Jacksonville, FL – On Sept. 26, a Florida appeals court ordered a new trial for Marissa Alexander, the African American mother given a 20-year prison sentence for firing a warning shot to fend off her abusive husband. The announcement comes after more than a year of protests across the country that raised the demand, “Free Marissa now!”

Speaking about the movement to get justice for Alexander, Octavia Littlejohn, an organizer with the New Jim Crow Movement and the Southern Movement Assembly in Jacksonville, stated, “I truly believe it helped Marissa's case...I pray she gets her freedom soon and very soon.”

Alexander, 32, discharged her licensed firearm when her husband attacked her at home just a week after giving birth to her daughter. The jury ignored her claim to self-defense against domestic abuse and found her guilty after deliberating for only 12 minutes.

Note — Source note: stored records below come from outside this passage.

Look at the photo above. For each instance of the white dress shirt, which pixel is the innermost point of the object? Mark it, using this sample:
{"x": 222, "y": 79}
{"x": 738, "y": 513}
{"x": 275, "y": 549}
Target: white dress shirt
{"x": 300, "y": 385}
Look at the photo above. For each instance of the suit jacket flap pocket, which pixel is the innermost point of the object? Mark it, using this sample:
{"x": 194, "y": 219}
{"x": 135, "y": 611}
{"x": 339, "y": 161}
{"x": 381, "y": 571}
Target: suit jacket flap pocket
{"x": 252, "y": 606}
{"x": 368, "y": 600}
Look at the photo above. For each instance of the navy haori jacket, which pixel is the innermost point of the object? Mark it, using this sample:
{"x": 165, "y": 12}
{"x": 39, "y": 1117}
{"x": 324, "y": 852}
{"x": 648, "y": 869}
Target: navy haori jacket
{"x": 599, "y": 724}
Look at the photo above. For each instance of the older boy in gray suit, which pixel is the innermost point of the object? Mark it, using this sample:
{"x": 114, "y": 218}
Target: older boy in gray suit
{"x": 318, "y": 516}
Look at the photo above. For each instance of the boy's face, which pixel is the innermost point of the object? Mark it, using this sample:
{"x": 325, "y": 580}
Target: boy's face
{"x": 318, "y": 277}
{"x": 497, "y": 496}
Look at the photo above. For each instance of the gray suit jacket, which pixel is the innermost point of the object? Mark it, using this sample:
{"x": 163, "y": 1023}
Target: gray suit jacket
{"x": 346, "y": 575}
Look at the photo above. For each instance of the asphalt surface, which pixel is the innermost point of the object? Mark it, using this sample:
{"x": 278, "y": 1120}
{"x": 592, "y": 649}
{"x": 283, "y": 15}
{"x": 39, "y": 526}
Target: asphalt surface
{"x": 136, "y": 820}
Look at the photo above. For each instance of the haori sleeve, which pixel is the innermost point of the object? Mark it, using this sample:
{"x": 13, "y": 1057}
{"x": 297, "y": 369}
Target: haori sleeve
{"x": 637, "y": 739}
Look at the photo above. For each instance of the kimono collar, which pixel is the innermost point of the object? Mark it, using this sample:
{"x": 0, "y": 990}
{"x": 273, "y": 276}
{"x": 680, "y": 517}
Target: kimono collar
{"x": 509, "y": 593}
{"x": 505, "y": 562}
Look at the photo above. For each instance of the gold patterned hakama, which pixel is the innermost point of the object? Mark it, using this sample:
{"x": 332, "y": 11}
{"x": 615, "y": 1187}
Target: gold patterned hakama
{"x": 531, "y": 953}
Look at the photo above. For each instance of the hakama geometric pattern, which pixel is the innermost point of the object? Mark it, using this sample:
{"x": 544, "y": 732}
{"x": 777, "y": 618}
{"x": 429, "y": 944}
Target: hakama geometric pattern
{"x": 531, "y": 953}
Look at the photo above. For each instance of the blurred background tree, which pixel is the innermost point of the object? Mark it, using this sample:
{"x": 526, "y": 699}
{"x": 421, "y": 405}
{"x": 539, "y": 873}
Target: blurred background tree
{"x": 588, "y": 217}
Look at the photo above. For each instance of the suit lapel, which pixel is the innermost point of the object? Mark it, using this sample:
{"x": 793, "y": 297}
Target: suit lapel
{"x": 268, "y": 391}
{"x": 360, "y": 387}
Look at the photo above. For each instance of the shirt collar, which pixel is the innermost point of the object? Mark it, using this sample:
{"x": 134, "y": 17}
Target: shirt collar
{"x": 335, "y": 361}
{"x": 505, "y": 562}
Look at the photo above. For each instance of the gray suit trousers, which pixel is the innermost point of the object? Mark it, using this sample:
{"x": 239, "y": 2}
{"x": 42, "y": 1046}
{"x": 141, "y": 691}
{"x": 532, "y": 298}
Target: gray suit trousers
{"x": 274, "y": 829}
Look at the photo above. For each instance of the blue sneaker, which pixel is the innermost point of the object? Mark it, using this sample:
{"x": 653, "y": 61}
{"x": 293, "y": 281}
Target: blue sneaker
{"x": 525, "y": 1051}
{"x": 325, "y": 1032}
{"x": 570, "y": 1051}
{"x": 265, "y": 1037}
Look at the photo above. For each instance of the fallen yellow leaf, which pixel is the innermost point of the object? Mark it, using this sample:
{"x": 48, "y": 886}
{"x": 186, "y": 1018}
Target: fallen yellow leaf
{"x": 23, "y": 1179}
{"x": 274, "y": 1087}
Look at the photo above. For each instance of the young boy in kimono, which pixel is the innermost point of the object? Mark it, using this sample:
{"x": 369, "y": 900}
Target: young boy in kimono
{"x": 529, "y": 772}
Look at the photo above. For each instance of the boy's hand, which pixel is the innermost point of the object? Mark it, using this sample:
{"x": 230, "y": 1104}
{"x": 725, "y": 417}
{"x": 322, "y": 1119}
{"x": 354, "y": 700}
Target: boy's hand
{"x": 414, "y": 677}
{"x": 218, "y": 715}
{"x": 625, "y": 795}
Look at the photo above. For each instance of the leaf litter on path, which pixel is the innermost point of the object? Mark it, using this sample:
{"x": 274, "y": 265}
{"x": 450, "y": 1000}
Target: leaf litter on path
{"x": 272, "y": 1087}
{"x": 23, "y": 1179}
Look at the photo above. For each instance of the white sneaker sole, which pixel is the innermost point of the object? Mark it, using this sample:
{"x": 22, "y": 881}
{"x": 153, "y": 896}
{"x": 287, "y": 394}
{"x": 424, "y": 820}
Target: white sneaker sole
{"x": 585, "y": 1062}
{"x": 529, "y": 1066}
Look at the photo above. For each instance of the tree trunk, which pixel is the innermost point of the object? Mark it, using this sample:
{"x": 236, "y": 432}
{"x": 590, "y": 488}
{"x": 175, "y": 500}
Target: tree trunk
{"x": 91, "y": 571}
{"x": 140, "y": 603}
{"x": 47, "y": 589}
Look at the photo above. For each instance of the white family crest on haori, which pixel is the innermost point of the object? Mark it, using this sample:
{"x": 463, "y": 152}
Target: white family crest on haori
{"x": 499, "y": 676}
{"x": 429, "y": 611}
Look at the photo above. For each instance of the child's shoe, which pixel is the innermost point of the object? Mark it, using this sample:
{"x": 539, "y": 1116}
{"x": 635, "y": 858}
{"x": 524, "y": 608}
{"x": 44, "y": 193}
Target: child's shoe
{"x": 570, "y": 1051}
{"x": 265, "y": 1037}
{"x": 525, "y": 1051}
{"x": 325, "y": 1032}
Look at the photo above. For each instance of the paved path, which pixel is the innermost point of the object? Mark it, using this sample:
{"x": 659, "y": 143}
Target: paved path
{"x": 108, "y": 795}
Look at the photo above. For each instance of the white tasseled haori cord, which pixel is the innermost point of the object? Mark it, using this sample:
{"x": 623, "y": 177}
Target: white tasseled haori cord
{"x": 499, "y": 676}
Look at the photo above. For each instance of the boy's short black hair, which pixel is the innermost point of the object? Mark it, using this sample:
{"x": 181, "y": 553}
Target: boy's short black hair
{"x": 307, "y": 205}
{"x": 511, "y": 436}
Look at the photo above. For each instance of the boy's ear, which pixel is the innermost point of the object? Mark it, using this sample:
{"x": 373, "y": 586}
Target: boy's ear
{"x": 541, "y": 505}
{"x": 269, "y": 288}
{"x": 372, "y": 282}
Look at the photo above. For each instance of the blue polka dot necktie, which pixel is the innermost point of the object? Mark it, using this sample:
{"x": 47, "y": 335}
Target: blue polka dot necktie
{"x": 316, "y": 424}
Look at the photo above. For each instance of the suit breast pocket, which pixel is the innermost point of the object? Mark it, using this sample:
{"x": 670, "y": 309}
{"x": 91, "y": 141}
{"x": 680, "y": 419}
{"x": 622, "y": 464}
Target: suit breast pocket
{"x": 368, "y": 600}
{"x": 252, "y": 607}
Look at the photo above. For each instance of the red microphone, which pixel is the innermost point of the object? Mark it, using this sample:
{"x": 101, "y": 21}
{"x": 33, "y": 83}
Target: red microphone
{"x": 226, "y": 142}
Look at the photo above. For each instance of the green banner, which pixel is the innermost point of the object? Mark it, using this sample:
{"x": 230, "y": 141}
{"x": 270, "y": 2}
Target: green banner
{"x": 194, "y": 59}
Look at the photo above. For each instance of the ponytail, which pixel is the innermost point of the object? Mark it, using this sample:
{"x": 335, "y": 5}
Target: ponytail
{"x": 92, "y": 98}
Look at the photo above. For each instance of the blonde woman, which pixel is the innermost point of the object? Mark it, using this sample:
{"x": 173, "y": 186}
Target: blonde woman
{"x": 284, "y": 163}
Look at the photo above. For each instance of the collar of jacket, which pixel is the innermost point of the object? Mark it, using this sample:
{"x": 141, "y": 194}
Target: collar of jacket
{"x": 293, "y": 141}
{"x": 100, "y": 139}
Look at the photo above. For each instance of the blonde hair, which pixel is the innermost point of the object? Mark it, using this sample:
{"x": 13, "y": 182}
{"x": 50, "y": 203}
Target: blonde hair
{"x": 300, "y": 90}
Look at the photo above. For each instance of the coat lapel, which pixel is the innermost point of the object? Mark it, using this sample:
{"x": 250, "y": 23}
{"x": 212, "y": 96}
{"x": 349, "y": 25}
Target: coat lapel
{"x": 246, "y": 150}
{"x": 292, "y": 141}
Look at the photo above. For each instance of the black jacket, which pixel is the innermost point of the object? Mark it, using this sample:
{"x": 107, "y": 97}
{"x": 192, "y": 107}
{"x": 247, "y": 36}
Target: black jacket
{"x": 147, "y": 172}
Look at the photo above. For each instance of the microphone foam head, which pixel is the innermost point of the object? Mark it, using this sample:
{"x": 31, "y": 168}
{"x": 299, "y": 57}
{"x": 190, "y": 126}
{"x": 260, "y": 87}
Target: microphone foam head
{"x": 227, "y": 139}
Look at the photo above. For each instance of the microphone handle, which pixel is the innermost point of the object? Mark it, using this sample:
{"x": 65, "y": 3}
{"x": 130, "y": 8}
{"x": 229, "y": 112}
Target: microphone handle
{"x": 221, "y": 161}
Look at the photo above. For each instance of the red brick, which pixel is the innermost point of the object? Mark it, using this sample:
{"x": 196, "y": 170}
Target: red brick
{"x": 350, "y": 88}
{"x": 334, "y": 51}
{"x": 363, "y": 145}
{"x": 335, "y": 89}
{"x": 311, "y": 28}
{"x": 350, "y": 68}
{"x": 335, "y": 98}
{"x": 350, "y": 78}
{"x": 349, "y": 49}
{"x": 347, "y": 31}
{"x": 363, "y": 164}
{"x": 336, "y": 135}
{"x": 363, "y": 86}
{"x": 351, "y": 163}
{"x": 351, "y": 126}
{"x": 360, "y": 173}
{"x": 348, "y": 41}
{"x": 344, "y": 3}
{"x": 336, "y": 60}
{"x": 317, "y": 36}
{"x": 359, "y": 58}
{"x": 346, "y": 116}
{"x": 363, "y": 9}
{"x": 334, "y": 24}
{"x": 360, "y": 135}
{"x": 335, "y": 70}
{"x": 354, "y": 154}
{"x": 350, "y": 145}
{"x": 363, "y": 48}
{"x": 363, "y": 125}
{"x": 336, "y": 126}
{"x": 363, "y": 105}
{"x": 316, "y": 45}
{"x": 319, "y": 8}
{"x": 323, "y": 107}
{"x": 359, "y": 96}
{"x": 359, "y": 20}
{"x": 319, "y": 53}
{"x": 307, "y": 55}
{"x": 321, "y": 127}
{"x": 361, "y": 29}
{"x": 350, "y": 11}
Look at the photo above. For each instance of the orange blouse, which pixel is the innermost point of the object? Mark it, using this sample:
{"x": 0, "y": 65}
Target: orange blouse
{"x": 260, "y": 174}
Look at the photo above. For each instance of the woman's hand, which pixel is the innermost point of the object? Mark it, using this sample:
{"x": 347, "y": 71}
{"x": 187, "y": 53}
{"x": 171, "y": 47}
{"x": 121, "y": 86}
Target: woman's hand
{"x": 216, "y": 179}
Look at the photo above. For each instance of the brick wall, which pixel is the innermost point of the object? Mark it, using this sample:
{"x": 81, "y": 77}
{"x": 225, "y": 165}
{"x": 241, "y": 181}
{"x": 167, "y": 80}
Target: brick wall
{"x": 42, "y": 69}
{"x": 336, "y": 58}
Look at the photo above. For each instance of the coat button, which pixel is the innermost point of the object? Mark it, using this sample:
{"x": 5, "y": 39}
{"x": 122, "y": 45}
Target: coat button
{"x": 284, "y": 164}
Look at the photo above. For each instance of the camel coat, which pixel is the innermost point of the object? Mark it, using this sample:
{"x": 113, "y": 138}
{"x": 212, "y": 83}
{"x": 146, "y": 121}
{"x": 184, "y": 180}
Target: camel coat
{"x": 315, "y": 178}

Under Florida's racist mandatory minimum laws, Alexander was sentenced to 20 years in prison.

Alexander's case drew national attention in the wake of the not guilty verdict in the trial of George Zimmerman, the white vigilante who murdered Trayvon Martin, a 17-year-old African American. After shooting Martin, Zimmerman was not arrested by police and a nearly all white jury found him not guilty of second-degree murder, sparking nationwide protests. Many protesters contrasted Alexander and Zimmerman's treatment by the legal system to highlight the racist nature of the criminal injustice system.

State Attorney Angela Corey, who was widely criticized for her lackluster prosecution of Zimmerman, prosecuted Alexander and sought the maximum 20-year sentence for her conviction. Several progressive and civil rights groups in Jacksonville have demanded that she resign for targeting Alexander and disproportionately prosecuting African American youth.

Protests in Jacksonville by the Southern Movement Assembly, the New Jim Crow Movement, Florida New Majority and others helped bring attention to Alexander's case. Shortly after the Zimmerman verdict, more than 500 people in Jacksonville marched to the Duval County jail, where Alexander was held, and demanded her release.

In late July, protesters with the Southern Movement Assembly walked 126 miles from Jacksonville to Sanford to demand the release of Alexander and the resignation of Angela Corey.

Littlejohn, one of those who participated in the 'Walk for Dignity' to Sanford, states, “We stood for what we believe in, and we didn't let anybody or anyone – not even Angela Corey – defeat us or scare us away. I feel we got what we wanted and justice will be served for her.”

Groups in Jacksonville and across the country plan to ramp up the pressure to free Alexander as she faces her new trial.

Reflecting on this people's victory, Littlejohn added, “Marissa will be very pleased in our hard work and dedication. Our voices were heard. We overcame all obstacles, even if it meant for me being in the media and speaking on the truth, not giving a damn what the jurisdiction said about her. We fought for her freedom and her rights.”